As I continued to use, I continued to make horrible decisions. I started getting into trouble with the law. And instead of asking for help, I ended up using even more heavily.
Going back to that night at the lake – yes, I drove away. By God’s grace, yes, I am still here.
But like I said instead of asking for help, I started using even more. And as things became worse, I eventually lost my job, my apartment. I was losing my friends and I was pushing away my family and felt like I had nobody to turn to.
I was digging myself so deep into a hole that I thought I would never make it out of there.
Not until — thankfully — about a year later, I happened to reconnect with one of my older sisters. She saw that I was at one of the lowest points in my life. And she offered me some support.
What was so great is that she didn’t shame me or force me to change. Instead, she met me in my mess and asked how she could help me.
She offered me a place to live and food to eat but only under one condition: I had to get sober.
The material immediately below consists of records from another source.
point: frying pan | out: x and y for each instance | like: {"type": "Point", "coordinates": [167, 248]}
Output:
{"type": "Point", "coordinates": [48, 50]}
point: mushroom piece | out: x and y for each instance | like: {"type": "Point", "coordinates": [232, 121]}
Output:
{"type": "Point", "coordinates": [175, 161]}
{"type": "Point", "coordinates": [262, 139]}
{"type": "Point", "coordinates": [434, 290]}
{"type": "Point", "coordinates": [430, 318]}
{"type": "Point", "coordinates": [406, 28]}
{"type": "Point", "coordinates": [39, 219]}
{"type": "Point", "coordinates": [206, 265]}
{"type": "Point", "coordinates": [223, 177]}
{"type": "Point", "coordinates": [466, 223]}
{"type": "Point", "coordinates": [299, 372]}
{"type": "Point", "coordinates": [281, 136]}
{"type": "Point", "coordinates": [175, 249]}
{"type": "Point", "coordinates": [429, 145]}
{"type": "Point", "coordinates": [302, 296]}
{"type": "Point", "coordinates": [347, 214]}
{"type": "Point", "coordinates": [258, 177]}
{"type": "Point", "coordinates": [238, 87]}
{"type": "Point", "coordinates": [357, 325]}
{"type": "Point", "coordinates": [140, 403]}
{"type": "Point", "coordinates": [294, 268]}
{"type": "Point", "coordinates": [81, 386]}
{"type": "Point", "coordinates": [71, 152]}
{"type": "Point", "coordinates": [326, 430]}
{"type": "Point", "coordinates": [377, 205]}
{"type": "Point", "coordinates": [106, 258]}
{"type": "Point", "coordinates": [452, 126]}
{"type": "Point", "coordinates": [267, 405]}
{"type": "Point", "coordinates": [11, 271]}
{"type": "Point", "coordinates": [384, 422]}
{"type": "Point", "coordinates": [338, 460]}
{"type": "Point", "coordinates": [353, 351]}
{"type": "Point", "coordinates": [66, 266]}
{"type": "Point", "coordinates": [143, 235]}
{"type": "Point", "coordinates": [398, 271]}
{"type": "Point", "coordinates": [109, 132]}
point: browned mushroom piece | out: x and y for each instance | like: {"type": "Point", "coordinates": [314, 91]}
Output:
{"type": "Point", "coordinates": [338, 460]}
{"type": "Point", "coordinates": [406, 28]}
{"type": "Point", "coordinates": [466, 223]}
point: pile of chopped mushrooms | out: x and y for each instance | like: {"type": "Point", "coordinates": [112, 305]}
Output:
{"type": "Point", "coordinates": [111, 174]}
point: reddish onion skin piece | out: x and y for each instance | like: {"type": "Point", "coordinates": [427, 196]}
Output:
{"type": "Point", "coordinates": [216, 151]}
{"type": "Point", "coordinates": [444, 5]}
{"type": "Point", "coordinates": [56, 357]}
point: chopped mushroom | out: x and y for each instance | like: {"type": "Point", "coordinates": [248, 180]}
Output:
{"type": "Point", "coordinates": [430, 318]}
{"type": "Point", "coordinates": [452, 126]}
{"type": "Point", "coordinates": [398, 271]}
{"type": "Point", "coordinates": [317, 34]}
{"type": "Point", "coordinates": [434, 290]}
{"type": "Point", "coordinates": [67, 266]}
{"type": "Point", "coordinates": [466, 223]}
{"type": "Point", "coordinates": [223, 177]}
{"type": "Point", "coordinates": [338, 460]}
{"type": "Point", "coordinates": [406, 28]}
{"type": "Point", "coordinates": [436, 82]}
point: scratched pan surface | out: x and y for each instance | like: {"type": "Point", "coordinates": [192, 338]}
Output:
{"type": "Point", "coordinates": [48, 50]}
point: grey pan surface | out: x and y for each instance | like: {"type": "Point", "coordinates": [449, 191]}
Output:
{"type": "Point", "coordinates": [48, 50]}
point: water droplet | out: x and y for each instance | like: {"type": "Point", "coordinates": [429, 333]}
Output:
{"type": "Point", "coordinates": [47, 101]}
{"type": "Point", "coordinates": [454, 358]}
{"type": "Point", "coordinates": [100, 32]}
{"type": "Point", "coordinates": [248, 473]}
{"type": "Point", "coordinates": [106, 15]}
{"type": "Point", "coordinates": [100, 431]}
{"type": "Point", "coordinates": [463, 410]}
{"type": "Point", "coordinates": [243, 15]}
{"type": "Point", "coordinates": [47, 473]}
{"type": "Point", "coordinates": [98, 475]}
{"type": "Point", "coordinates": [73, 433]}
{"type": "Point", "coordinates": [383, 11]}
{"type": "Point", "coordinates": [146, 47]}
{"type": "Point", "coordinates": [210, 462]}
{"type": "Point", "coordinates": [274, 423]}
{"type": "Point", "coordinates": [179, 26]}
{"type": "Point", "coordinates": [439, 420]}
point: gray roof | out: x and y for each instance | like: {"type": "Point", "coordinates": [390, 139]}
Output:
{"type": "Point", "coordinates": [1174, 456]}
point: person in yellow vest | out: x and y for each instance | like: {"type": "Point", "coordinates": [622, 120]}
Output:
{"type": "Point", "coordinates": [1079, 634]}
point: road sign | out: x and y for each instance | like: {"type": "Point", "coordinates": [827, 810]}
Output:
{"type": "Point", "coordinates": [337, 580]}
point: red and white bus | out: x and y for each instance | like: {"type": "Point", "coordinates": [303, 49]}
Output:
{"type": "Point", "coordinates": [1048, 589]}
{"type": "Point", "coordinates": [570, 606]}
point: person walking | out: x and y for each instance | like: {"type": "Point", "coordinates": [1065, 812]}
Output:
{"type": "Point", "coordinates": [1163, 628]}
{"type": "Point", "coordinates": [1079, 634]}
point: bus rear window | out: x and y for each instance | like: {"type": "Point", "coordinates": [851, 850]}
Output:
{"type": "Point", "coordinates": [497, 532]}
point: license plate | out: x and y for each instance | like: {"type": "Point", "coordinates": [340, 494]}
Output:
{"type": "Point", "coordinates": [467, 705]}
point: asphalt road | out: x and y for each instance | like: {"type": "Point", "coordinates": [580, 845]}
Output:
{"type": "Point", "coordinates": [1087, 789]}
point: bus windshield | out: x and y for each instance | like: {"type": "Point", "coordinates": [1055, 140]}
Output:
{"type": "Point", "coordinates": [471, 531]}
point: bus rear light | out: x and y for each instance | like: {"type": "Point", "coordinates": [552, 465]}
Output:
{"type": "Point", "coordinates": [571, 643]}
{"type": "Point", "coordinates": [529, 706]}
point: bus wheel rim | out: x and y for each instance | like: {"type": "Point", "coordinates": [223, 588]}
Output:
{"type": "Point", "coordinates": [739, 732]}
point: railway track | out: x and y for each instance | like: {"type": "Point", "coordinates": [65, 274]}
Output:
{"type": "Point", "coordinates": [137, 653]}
Sober? I wasn’t sure if that was going to be possible.
In fact, the word “recovery” was something that I had never used in my vocabulary before. Oh, yeah and I had to live in her basement, give her my car keys, eat when she said I had to eat and be home when she said I had to be home. I felt like a child again.
But the truth is: I had no other option at that point. I no longer wanted to suffer.
So I dropped to my knees and I let go of the control.
I was done doing it my own way and I was done trying to figure it all out by myself. I wanted to figure out what recovery meant to me.
And now I stand here before you today because of her unconditional love and God’s grace that I was given a second chance at life. Something I used to never even believe in.
As I started to figure out what recovery meant to me, it was in December of 2013, before I could even legally step foot in the bar at the age of 20 years old, I found recovery.